As mentioned above, the catalyst that seems to be causing the declines this morning is recent news that broke surrounding Apartment Investment and Management Company being kicked out of the S&P 500.

The company was replaced by Tesla Inc (NASDAQ: TSLA). 

Why Being Booted From the S&P 500 Is Leading to Declines

The fact that AIV stock was booted from the S&P 500 index is a very painful reality for the company and its investors. Ultimately, listing on the S&P 500 offers a level of support provided by strong, relatively guaranteed demand for the stock. 

You see, index funds, ETFs, and mutual funds that have the S&P 500 at their center buy every share of stock listed on the index. That means that with AIV stock being booted from the index, all of these investment grade funds will have to sell their shares, replacing them with Tesla. 

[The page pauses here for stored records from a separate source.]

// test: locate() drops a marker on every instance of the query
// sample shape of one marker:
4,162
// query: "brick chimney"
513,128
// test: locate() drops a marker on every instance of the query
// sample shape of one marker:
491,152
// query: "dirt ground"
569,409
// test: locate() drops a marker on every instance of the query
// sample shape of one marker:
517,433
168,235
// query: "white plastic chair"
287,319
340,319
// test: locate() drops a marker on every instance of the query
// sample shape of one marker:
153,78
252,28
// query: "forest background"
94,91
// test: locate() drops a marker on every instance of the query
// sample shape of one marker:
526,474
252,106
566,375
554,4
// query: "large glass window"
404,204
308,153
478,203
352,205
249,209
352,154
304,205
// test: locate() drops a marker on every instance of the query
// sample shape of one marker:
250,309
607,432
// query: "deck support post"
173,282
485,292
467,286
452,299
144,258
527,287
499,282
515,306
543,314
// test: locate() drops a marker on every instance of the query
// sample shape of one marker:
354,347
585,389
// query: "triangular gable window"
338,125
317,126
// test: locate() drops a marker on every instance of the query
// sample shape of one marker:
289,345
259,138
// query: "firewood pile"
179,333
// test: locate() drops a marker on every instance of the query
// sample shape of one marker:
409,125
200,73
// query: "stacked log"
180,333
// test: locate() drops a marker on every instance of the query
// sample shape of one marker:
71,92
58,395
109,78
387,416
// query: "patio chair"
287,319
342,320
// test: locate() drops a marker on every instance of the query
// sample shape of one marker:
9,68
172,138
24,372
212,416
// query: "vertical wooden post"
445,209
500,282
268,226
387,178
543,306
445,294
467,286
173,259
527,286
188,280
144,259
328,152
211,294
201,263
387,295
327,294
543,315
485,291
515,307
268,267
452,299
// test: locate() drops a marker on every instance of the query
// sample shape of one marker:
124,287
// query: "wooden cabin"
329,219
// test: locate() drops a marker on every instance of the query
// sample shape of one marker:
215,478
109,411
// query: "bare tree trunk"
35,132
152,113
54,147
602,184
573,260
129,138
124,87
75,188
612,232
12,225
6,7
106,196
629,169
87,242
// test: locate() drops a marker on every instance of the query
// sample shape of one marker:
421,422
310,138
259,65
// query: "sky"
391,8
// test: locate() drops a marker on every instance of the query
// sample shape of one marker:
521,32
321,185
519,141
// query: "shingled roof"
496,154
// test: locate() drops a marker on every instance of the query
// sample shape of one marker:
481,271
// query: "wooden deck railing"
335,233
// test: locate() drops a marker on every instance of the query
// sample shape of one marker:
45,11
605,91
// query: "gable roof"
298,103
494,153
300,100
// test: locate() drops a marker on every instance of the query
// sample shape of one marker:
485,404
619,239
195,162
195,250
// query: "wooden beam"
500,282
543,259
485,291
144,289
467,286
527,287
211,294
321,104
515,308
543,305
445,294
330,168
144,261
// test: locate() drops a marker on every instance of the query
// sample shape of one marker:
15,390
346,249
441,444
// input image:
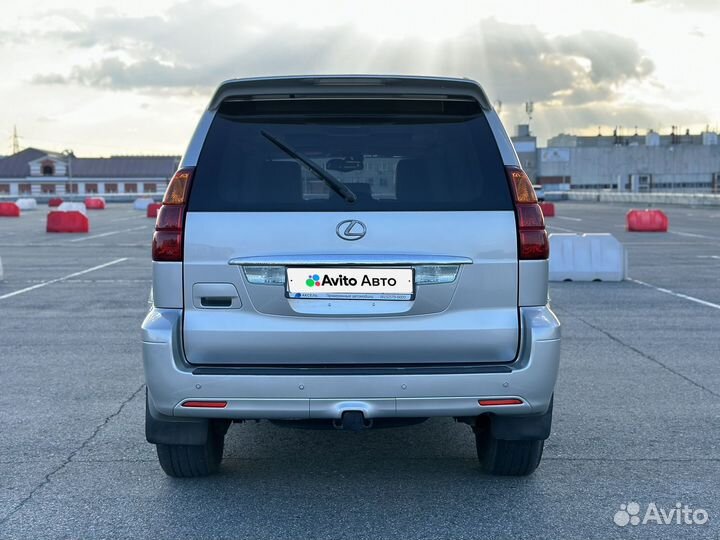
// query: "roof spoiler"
349,85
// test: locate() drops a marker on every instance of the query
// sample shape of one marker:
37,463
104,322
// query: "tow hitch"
353,421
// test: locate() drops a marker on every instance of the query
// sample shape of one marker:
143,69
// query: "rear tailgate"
432,203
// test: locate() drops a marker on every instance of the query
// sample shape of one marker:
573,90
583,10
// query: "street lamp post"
69,155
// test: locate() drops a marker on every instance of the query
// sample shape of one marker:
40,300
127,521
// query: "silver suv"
350,252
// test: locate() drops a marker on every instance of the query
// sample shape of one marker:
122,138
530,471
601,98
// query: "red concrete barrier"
548,209
647,221
94,203
9,210
152,209
67,222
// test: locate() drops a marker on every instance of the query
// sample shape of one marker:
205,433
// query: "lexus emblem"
351,229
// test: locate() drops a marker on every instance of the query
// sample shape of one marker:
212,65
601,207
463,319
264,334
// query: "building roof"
125,167
17,165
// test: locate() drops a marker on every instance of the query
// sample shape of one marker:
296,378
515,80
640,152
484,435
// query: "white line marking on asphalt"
84,238
64,278
691,235
679,295
559,228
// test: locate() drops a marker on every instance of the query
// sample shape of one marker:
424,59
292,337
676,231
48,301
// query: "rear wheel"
192,461
507,458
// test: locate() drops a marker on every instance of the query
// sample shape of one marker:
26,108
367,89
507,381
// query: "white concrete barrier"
27,204
72,207
587,257
142,203
691,199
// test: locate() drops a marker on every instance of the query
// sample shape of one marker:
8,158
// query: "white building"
38,173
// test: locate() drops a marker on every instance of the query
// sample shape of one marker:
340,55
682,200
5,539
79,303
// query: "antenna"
16,141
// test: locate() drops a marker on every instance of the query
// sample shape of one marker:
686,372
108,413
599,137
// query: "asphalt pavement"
636,419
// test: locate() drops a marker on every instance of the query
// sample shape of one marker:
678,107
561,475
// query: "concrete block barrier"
587,257
73,207
548,209
70,221
142,203
26,204
647,221
95,203
9,210
152,210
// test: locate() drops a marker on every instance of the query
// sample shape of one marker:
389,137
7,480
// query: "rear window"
394,155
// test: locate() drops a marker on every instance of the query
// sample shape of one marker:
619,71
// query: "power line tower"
529,108
16,141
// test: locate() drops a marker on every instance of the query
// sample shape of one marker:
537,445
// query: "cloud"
694,5
194,46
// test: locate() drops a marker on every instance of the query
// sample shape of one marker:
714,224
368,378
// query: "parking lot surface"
637,410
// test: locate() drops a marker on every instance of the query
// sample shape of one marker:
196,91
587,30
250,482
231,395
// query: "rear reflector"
495,402
206,404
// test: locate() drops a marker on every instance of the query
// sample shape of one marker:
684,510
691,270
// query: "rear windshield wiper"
336,185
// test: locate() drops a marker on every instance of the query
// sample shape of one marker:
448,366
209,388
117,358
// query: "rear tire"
193,461
508,458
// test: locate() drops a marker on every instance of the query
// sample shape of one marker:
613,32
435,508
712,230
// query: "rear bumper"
171,381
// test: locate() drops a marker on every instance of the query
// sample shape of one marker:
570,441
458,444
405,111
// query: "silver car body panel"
472,319
171,382
529,375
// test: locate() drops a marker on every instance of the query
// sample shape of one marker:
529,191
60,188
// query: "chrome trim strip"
348,260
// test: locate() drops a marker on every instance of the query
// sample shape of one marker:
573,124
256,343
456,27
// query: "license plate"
351,283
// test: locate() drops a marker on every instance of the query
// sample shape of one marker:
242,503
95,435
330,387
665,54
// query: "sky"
105,77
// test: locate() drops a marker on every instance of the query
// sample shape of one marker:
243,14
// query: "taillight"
168,236
533,241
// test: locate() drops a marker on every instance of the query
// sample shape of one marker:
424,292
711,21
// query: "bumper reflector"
205,404
494,402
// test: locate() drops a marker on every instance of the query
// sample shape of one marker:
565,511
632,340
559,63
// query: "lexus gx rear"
350,252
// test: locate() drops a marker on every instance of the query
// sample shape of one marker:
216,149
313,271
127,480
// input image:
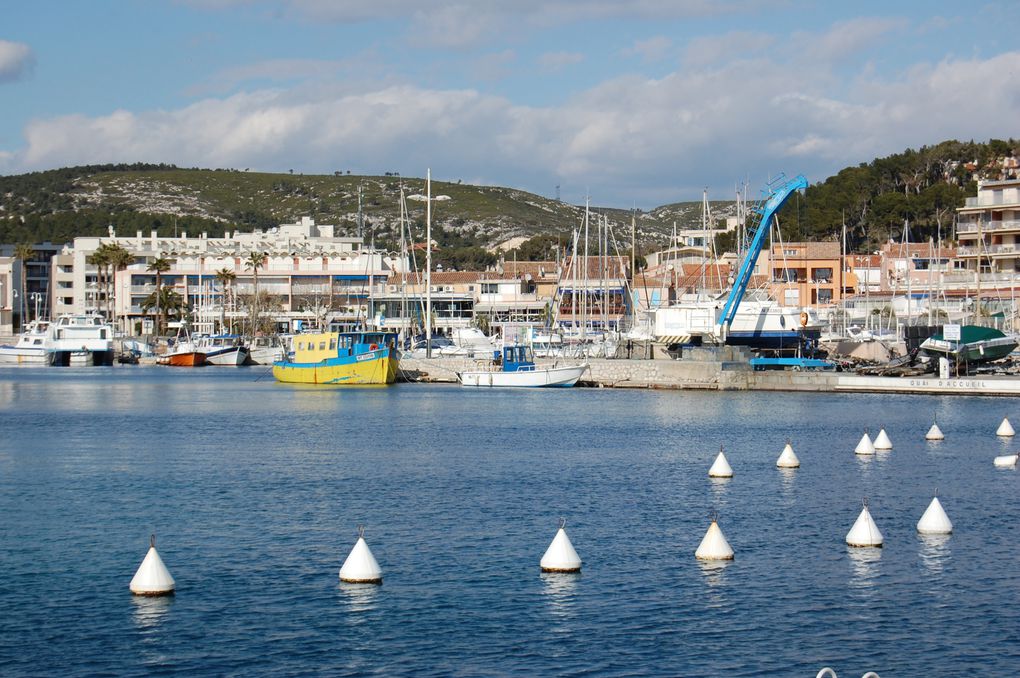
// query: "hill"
922,188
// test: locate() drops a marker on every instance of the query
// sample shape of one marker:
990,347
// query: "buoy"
714,545
1006,461
934,520
787,459
560,557
864,532
360,566
720,468
865,447
152,577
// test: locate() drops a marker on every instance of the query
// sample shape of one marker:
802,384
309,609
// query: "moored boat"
516,368
222,350
341,358
32,347
81,339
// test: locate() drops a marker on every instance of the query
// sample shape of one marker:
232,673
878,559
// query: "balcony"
1011,224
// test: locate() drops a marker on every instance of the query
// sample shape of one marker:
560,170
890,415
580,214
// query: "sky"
632,103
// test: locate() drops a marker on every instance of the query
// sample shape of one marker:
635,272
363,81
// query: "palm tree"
24,252
159,265
225,277
118,259
255,261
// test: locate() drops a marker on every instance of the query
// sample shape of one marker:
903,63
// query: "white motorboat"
517,369
81,339
266,350
32,347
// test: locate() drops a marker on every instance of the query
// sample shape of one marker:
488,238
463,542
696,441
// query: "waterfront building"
306,276
7,296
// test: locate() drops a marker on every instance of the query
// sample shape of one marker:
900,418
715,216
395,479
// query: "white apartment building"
309,274
989,228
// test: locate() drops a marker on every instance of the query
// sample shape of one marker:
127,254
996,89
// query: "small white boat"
516,368
222,350
81,339
32,347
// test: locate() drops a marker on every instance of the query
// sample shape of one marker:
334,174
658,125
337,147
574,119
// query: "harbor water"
255,491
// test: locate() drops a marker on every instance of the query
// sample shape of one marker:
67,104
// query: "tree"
23,252
255,261
118,259
159,265
225,276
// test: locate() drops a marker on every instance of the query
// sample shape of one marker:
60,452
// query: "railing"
1006,224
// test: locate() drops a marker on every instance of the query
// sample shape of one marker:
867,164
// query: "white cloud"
15,60
652,49
558,60
627,139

So, were more than 80% of shareholders holding the stock through investment grade funds?

No, not at all. However, when investors see a stock get booted from a major stock market index, they prepare for the worst as investment grade funds sell their positions. That’s what we’re seeing today, and in my opinion, 80%+ declines are a serious over exaggeration to the news. 

Apartment Investment and Management Company Announces Separation Completion

Outside of the S&P 500 news, Apartment Investment and Management Company announced that it has completed a planned separation of its business.  The separation creates two distinct, publicly traded companies, including Apartment Income REIT Corp (AIR), and Aimco (Apartment Investment and Management Company). 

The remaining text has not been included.